School of Computer Science and Technology, Xidian University, Xi'an, 710071, China.
Sci Rep. 2020 Jul 9;10(1):11307. doi: 10.1038/s41598-020-67529-x.
Object detection is an important component of computer vision. Most of the recent successful object detection methods are based on convolutional neural networks (CNNs). To improve the performance of these networks, researchers have designed many different architectures. They found that the CNN performance benefits from carefully increasing the depth and width of their structures with respect to the spatial dimension. Some researchers have exploited the cardinality dimension. Others have found that skip and dense connections were also of benefit to performance. Recently, attention mechanisms on the channel dimension have gained popularity with researchers. Global average pooling is used in SENet to generate the input feature vector of the channel-wise attention unit. In this work, we argue that channel-wise attention can benefit from both global average pooling and global max pooling. We designed three novel attention units, namely, an adaptive channel-wise attention unit, an adaptive spatial-wise attention unit and an adaptive domain attention unit, to improve the performance of a CNN. Instead of concatenating the output of the two attention vectors generated by the two channel-wise attention sub-units, we weight the two attention vectors based on the output data of the two channel-wise attention sub-units. We integrated the proposed mechanism with the YOLOv3 and MobileNetv2 framework and tested the proposed network on the KITTI and Pascal VOC datasets. The experimental results show that YOLOv3 with the proposed attention mechanism outperforms the original YOLOv3 by mAP values of 2.9 and 1.2% on the KITTI and Pascal VOC datasets, respectively. MobileNetv2 with the proposed attention mechanism outperforms the original MobileNetv2 by a mAP value of 1.7% on the Pascal VOC dataset.

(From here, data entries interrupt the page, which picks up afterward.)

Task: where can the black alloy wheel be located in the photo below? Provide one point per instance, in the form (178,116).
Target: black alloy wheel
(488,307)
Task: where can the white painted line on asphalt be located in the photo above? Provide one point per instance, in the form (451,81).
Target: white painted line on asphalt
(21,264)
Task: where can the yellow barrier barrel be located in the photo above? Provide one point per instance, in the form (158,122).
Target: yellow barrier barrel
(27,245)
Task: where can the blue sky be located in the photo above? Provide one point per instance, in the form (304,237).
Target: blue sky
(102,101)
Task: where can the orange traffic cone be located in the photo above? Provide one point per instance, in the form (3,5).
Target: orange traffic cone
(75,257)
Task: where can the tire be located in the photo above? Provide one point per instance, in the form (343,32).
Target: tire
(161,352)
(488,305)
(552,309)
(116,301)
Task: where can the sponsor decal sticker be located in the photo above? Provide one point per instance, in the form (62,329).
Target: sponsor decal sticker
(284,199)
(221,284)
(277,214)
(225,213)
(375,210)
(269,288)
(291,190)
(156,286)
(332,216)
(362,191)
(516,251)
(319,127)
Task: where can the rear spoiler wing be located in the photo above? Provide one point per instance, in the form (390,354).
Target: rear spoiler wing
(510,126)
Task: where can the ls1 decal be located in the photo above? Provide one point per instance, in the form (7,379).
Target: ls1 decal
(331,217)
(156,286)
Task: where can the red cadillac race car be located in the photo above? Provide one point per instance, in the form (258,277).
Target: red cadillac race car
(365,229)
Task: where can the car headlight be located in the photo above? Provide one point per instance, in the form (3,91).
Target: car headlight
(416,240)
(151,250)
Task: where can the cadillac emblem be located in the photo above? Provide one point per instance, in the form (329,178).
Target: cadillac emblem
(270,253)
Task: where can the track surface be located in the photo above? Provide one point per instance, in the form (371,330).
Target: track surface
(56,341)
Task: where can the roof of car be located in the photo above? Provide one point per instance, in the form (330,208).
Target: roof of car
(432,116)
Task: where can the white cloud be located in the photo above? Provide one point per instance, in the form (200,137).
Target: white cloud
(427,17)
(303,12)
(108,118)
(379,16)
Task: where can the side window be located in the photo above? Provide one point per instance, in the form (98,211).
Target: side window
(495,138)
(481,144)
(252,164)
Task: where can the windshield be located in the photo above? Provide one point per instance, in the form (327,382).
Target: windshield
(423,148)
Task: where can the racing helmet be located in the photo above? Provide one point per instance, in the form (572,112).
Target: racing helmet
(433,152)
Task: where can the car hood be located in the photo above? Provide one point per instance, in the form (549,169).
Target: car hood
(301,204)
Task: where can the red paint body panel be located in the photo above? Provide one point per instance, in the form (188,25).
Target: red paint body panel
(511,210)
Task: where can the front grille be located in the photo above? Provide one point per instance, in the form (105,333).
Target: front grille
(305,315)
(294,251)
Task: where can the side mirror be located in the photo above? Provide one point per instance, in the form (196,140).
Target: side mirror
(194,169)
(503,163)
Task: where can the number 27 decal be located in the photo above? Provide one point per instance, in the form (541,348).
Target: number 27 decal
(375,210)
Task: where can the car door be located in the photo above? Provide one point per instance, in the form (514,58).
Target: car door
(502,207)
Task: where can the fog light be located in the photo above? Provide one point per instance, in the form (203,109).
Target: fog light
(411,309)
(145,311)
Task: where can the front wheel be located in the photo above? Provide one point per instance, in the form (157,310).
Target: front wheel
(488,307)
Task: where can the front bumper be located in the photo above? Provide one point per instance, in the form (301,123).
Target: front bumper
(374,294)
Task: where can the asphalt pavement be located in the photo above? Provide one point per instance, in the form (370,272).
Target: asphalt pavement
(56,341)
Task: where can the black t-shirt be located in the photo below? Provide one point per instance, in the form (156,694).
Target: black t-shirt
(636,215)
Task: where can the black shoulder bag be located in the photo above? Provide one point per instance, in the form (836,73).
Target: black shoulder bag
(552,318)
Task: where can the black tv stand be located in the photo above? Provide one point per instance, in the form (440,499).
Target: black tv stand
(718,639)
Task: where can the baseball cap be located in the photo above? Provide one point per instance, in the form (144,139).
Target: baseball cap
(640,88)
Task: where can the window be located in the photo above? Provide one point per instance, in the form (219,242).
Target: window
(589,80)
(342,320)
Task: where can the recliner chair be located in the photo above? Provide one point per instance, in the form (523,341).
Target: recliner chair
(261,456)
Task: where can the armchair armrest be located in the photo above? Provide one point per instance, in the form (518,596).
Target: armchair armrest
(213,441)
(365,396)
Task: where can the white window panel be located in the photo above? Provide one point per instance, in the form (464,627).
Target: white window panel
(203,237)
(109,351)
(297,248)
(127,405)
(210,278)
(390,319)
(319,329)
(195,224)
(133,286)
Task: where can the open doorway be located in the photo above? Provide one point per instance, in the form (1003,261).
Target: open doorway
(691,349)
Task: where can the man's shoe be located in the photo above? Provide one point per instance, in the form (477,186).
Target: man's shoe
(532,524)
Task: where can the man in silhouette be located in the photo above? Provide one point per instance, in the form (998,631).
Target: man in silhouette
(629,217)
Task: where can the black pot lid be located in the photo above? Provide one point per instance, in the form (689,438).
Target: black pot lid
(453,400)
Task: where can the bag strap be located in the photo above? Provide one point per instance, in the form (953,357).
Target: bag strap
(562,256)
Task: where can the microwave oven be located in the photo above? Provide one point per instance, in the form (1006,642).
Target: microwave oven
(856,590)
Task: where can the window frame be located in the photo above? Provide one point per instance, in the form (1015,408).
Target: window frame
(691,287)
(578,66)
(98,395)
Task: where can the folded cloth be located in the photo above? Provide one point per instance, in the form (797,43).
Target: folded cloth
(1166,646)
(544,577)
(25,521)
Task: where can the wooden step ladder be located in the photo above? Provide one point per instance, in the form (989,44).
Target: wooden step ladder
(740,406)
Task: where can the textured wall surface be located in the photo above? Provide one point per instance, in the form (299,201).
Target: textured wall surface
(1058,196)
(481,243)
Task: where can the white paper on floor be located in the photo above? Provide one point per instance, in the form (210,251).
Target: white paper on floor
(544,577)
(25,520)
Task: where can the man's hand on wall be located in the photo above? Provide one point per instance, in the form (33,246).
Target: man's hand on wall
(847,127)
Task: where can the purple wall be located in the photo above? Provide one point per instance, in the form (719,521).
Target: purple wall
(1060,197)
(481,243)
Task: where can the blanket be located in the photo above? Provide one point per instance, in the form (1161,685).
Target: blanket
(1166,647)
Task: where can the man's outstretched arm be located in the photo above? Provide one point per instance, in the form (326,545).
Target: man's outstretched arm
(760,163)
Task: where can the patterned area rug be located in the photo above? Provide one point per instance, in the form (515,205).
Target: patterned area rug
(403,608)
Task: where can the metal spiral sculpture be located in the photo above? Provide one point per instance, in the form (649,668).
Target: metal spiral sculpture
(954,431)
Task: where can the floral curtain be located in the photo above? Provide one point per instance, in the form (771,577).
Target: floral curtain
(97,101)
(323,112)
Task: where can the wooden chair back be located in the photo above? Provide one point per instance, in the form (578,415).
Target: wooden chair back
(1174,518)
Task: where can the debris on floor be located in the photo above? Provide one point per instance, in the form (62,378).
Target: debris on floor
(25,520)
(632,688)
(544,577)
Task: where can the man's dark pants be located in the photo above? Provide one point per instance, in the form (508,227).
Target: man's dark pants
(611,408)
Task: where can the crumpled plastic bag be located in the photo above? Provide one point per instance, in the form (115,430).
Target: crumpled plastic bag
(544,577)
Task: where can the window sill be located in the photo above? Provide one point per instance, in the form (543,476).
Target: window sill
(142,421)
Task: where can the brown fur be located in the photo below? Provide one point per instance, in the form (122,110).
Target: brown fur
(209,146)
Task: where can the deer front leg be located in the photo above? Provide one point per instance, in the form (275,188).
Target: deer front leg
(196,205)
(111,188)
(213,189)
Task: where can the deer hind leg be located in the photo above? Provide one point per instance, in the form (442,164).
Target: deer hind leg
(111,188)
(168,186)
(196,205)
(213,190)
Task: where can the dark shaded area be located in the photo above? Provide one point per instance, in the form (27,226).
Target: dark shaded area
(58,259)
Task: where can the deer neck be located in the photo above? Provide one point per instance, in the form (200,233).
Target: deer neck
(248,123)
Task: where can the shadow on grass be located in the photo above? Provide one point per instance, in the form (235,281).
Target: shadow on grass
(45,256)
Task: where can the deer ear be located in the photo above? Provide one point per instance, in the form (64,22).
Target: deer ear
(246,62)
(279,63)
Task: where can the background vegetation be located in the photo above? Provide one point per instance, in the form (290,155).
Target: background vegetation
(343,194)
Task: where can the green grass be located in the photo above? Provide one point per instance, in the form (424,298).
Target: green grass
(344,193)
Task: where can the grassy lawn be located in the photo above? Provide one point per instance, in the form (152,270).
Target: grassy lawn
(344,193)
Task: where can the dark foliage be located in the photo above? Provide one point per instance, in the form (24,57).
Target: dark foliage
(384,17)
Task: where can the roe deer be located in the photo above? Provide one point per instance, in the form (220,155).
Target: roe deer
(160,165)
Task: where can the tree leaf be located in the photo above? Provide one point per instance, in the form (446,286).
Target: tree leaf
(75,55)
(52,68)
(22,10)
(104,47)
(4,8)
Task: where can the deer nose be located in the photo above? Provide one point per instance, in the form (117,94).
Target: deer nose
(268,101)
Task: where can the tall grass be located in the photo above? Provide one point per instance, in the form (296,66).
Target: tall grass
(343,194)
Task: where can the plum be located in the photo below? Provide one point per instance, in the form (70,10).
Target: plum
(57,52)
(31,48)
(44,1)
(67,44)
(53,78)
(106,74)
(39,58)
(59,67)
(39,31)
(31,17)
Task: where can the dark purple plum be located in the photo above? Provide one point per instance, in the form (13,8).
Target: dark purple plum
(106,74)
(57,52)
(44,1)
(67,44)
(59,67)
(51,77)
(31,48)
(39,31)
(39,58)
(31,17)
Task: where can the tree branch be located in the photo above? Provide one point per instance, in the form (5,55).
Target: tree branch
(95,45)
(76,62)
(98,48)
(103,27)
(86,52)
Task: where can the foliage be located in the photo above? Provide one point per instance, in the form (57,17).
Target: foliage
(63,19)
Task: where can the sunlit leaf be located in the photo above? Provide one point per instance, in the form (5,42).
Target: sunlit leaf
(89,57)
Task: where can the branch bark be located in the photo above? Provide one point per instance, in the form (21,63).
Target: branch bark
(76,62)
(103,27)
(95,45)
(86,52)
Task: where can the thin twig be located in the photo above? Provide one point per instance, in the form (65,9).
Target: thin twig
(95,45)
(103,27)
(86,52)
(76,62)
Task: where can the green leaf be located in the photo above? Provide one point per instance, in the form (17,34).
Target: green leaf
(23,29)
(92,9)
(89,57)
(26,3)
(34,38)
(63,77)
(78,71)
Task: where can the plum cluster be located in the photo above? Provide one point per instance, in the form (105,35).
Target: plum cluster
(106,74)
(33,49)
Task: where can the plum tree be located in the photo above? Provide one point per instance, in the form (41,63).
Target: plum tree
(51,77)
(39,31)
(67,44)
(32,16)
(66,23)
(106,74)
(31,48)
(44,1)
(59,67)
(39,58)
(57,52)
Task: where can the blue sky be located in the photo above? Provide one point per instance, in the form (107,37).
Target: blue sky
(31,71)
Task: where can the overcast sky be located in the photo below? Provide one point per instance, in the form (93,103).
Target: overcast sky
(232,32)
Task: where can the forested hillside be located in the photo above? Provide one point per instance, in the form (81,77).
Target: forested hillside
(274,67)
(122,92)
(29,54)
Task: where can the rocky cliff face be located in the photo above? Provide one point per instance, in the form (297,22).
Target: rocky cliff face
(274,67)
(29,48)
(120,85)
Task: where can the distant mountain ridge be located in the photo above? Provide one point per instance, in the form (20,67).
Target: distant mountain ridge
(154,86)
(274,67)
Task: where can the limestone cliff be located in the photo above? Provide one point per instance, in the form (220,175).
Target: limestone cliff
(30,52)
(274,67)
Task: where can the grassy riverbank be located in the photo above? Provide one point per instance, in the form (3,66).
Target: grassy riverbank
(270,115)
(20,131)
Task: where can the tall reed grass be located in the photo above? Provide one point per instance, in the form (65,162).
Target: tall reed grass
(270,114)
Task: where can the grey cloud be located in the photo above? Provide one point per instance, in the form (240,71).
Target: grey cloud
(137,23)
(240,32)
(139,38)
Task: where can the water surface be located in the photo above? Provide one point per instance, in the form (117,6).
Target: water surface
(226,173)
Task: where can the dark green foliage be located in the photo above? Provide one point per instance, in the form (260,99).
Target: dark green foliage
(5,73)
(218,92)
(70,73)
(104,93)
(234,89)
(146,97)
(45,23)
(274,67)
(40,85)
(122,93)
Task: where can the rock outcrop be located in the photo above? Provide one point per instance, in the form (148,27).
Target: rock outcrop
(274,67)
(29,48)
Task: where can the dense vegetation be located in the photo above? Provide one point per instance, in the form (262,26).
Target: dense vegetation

目标检测是计算机视觉的一个重要组成部分。最近大多数成功的目标检测方法都是基于卷积神经网络(CNN)的。为了提高这些网络的性能,研究人员设计了许多不同的架构。他们发现,CNN 的性能受益于仔细增加其结构的深度和宽度,相对于空间维度。一些研究人员利用了基数维。另一些人则发现,跳过和密集连接也有利于提高性能。最近,通道维度的注意力机制在研究人员中得到了广泛的关注。SENet 中使用全局平均池化来生成通道注意力单元的输入特征向量。在这项工作中,我们认为通道注意力可以从全局平均池化和全局最大池化中受益。我们设计了三个新的注意力单元,即自适应通道注意力单元、自适应空间注意力单元和自适应域注意力单元,以提高 CNN 的性能。我们不是将两个通道注意力子单元生成的输出注意力向量进行拼接,而是根据两个通道注意力子单元的输出数据对两个注意力向量进行加权。我们将所提出的机制与 YOLOv3 和 MobileNetv2 框架集成,并在 KITTI 和 Pascal VOC 数据集上对所提出的网络进行测试。实验结果表明,在 KITTI 和 Pascal VOC 数据集上,使用所提出的注意力机制的 YOLOv3 比原始 YOLOv3 的 mAP 值分别提高了 2.9%和 1.2%。在 Pascal VOC 数据集上,使用所提出的注意力机制的 MobileNetv2 比原始的 MobileNetv2 的 mAP 值提高了 1.7%。